Brief Summary: This case challenges the constitutionality of the Patient Protection and Affordable Care Act (ACA) as a whole.
Overview: The ACA contains a provision that requires everyone to maintain a minimum level of health insurance or pay a tax penalty, commonly referred to as the individual mandate. The constitutionality of this provision has long been a point of contention. In 2012, the U.S. Supreme Court affirmed the validity of the provision in the landmark case, National Federation of Independent Business v. Sebelius. In that case, the Court held that the individual mandate was a constitutional exercise of Congress’s taxing power.
In 2017, Congress enacted the Tax Cuts and Jobs Act (TCJA), which reduced the penalty for failing to maintain insurance coverage to $0, effective in 2019. In February 2018, Texas and 19 other states filed suit in the U.S. District Court for the Northern District of Texas, requesting injunctive relief. In particular, they asked the court to hold that the ACA is unlawful in its entirety and enjoin its operation. They claimed that the individual mandate is now no longer a tax given that the penalty was reduced to $0 and is, therefore, unconstitutional. They further asserted that the rest of the ACA and its accompanying regulations are inseverable from the individual mandate and unconstitutional as well. In other words, the rest of the law could not stand on its own without the individual mandate. The defendant, the federal government, did not defend against the plaintiffs’ claims regarding the individual mandate’s constitutionality but did initially argue that only two of the ACA’s provisions are inseverable from the individual mandate: the guaranteed issue and community rating provisions. The guaranteed issue provision requires insurance providers to issue health plans to any applicant regardless of health status or outside factors, and the community rating provision prevents health insurers from varying premiums based on health status or other factors. As such, these two provisions make up what is commonly referred to as the preexisting condition protections. California and 15 states filed suit as intervenors, arguing that the individual mandate should not be deemed unconstitutional because it is still a tax even if it does not continuously produce revenue. They also argued that if the Court determined that the individual mandate was unconstitutional, then the proper remedy would be to strike the TCJA amendment as unconstitutional and revert back to the prior statutory provision.
Court Updates: U.S. District Court for the Northern District of Texas – Opinion, Dec. 14, 2018
The court held in favor of the plaintiffs by finding that the individual mandate is not a constitutional exercise of Congress’s Tax Power because it no longer “produces at least some revenue” for the federal government. The court declared that the individual mandate is essential to and inseverable from the remaining provisions of the ACA, and therefore, the entire law must be invalidated.
U.S. Court of Appeals for the Fifth Circuit – Opinion, Dec. 19, 2019
The court held in favor of the plaintiffs in part by upholding the lower court’s finding that the individual mandate is not a constitutional exercise of Congress’s Tax Power. The court remanded the issue of severability to the district court to provide additional analysis of the provisions of the ACA as they currently exist. In other words, the District Court will need to determine which specific provisions of the ACA, including ACA regulations, should be invalidated.

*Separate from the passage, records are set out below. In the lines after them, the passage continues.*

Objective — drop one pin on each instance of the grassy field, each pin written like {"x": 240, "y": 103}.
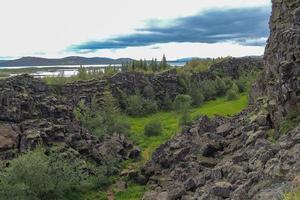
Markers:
{"x": 148, "y": 145}
{"x": 170, "y": 120}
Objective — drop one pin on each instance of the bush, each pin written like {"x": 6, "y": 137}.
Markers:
{"x": 208, "y": 88}
{"x": 289, "y": 122}
{"x": 197, "y": 96}
{"x": 182, "y": 102}
{"x": 220, "y": 86}
{"x": 231, "y": 95}
{"x": 37, "y": 176}
{"x": 137, "y": 106}
{"x": 185, "y": 119}
{"x": 153, "y": 128}
{"x": 101, "y": 121}
{"x": 149, "y": 92}
{"x": 167, "y": 102}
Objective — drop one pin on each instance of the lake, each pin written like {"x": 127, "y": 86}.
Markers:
{"x": 60, "y": 70}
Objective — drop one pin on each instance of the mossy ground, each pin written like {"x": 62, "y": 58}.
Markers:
{"x": 169, "y": 121}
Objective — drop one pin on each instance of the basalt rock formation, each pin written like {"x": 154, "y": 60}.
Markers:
{"x": 31, "y": 115}
{"x": 239, "y": 158}
{"x": 281, "y": 80}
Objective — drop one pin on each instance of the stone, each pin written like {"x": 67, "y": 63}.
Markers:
{"x": 8, "y": 137}
{"x": 222, "y": 189}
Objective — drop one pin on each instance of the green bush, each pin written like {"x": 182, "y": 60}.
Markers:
{"x": 37, "y": 176}
{"x": 289, "y": 122}
{"x": 153, "y": 128}
{"x": 149, "y": 106}
{"x": 134, "y": 105}
{"x": 167, "y": 102}
{"x": 185, "y": 119}
{"x": 137, "y": 106}
{"x": 149, "y": 92}
{"x": 182, "y": 102}
{"x": 101, "y": 121}
{"x": 197, "y": 96}
{"x": 232, "y": 93}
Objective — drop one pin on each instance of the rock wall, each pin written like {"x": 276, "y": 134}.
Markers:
{"x": 30, "y": 114}
{"x": 238, "y": 158}
{"x": 282, "y": 59}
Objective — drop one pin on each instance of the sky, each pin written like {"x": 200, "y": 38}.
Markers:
{"x": 139, "y": 29}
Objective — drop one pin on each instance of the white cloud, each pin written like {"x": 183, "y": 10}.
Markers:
{"x": 35, "y": 27}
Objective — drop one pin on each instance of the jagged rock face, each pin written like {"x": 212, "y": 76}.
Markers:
{"x": 282, "y": 58}
{"x": 30, "y": 115}
{"x": 224, "y": 158}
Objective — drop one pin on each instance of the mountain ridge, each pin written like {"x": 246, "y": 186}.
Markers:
{"x": 71, "y": 60}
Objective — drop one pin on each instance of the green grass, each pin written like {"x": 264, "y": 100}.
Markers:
{"x": 133, "y": 192}
{"x": 293, "y": 195}
{"x": 170, "y": 120}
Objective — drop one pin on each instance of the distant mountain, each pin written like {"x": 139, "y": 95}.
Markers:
{"x": 73, "y": 60}
{"x": 185, "y": 59}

In late 2019, the U.S. Court of Appeals for the Fifth Circuit upheld the lower court’s ruling in California v. Texas that the ACA’s individual mandate is an unconstitutional exercise of Congress’s Tax Power. The Fifth Circuit sent the case back to the District Court to determine which other sections of the ACA and its regulations should also be struck down. In response, on January 3, 2020, a coalition of state attorneys general requested that the Supreme Court of the United States expeditiously review the Court of Appeals’ ruling. On January 10, 2020, the U.S. Solicitor General asked the Supreme Court not to hear the case, and instead, to allow the District Court to make a determination first. On March 2, 2020, the Supreme Court granted certiorari. On April 3, 2020, the Court extended the briefing schedule in light of the COVID-19 public health emergency.
Current Status: The Supreme Court held oral arguments on November 10, 2020. On June 17, 2021, the Supreme Court issued its opinion upholding the ACA. The Court held that the plaintiffs did not have legal standing since they could not establish a past or future injury that is fairly traceable to the allegedly unlawful conduct (i.e., enforcing the zeroed out individual mandate). Thus, because defendants did not have standing, the Court did not address the validity of the ACA under either the Commerce Clause or the Tax and Spending Clause and did not reach the lower court’s severability argument.
Impact: The Supreme Court upheld the ACA, which means that protection for people with pre-existing conditions, subsidies to help individuals purchase health coverage, Medicaid expansion, the provision allowing dependents to be covered by their parents’ insurance policies up to the age of 26, the requirement for health plans to cover preventive services with no cost-sharing, the requirement that health plans to cover essential health benefits, the prohibition on health plans imposing annual and lifetime limits on coverage, the requirement for health plans to maintain a medical loss ratio, and the cap on out-of-pocket costs, among other consumer protections will continue to be enforced. If the ACA had been struck down, 31 million Americans could have lost health coverage.